Roman türü ilk çıktığı zaman burun kıvırılıyordu (o zamanlar edebiyat, tiyatro oyunu ve şiir demekti) "hıh düşük edebiyat!" diye. Sonra devir değişti tabi. Roman yerini sağlamlaştırmakla kalmadı şiir ve tiyatroyu da yerinden etti. İlerleyen zamanla romanda da bir "yüksek edebiyat" snopluğu oluşması kaçınılmazdı, öyle de oldu. Kendi adıma yüksek edebiyat klasiklerle sınırlıdır ama öyle olmadığını da biliyorum. Bu minvalde mebzul miktarda felsefe içeren kitapları olduğunu bildiğim Iris Murdock'ı şimdiye kadar hep ihmal ettim. Ancak ilgiyle takip ettiğim ağ güncelerinden Okuma Günlüğüm Kitaplık'ın hatırnaz yazarıyla yaptığımız bir yazışmada kendisi işbu neşriyatı tavsiye edince daha fazla kayıtsız kalmayarak oturduk başına.
Tanrıya inancını kaybetmiş, hizmetçisi ve kızıyla memnu yakınlaşmalar içinde, kendi zihninde kaybolmuş (kıçını kızılcık sopasıyla dövme isteği uyandıran), ancak gizemli bir etkisi olan bir peder: Carel. ABD'den İngiltere'ye atanıyor (orada protestanların işi biraz meşakkatli). Kilise, Carel'in acaipliklerini bildiğinden cemaatsiz (sadece kulesi ve lojmanı kalmış) bir kiliseye atıyor bu sıradışı pederi. Lojmanın apartman görevlisi Eugene (ne biçim Rus adı bu!), Eugene'in oğlu Leo, Carel'in emektarı Pattie, kızı Muriel ve (sözde) yeğeni Elisabeth; Londra'nın kalkmak bilmeyen sisleri arasında kendilerine bir hayat çizmeye çalışır, olaylar ilerler.

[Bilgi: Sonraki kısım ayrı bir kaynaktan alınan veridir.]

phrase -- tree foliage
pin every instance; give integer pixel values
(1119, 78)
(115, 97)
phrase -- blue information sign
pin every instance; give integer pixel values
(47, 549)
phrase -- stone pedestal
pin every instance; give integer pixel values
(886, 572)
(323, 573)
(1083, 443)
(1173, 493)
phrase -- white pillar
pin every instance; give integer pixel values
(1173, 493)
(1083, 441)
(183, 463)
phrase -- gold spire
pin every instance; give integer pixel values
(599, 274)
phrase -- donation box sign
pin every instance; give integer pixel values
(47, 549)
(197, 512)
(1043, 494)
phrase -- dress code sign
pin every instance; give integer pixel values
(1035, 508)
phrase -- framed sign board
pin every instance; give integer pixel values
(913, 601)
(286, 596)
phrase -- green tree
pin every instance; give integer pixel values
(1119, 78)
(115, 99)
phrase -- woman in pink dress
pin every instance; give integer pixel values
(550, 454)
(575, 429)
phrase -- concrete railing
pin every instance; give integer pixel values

285 sayfalık kitap, tahminlerimin ötesinde bir sürede bitebildi. Karakterler arızalı, atmosfer depresif, dil akıcı ancak bir türlü sirayet edemedim metne. Son okuduklarımın hep kaybedenlere/arızalılara odaklanmasından mıdır, yoksa romanımızın içinde çokça varoluşçu ögeler bulunduğundan mı bilmem, bitirmekte zorluk çektim. Ancak şurası muhakkak ki: Bayan Mördak "yüksek edebiyat"la hemhâl oluyormuş. Kendisinin polisiye eserleri de varmış "varoluşçu polisiye" okumak, kulağa oldukça ilginç geldiğinden bir de onlardan yana şansımı deneyeceğim.
Demem o ki: Bayan Mördak'ın yazdıklarına başlayacaksanız, bence bu romanla başlamayabilirsiniz.

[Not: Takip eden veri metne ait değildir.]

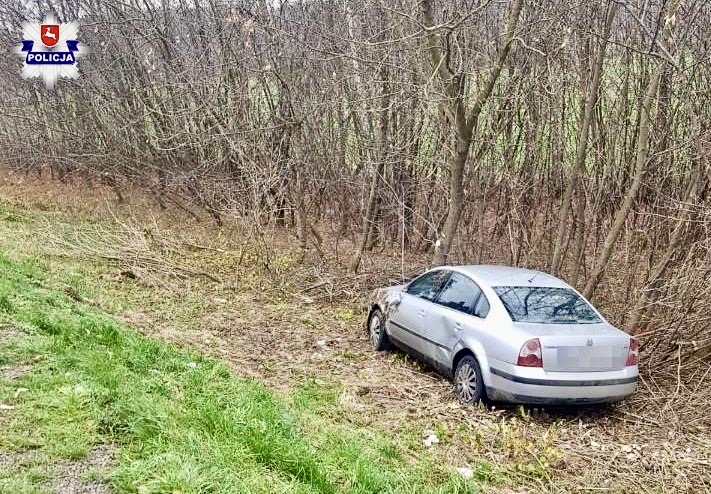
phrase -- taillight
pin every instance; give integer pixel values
(633, 353)
(530, 354)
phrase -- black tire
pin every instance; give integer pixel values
(376, 331)
(468, 383)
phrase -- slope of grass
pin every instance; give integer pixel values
(178, 422)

Çok naziksiniz Süleyman Bey, önerime değer verip kitabı okuduğunuz için çok teşekkür ederim:) kitabın size hitap etmemesine üzüldüm, bazen oluyor böyle ama şunu da ilave edeyim; bu yazarın kitapları sonradan düşününce beni daha çok etkiliyor garip bir şekilde, yani damakta bıraktığı tat daha bile güzel oluyor, size de öyle olmasını umarım:)) bu arada polisiye demelerine bakmayın hiç ilgisi yok, uyarayım:)) daha çok seveceğiniz kitaplarda görüşmek üzere:)
YanıtlaSilUmarım öngördüğünüz gibi olur. Polisiyelere hiç girmeyeyim öyleyse:) Sizin "işte budur" diyeceğiniz bir neşriyattan başlarım.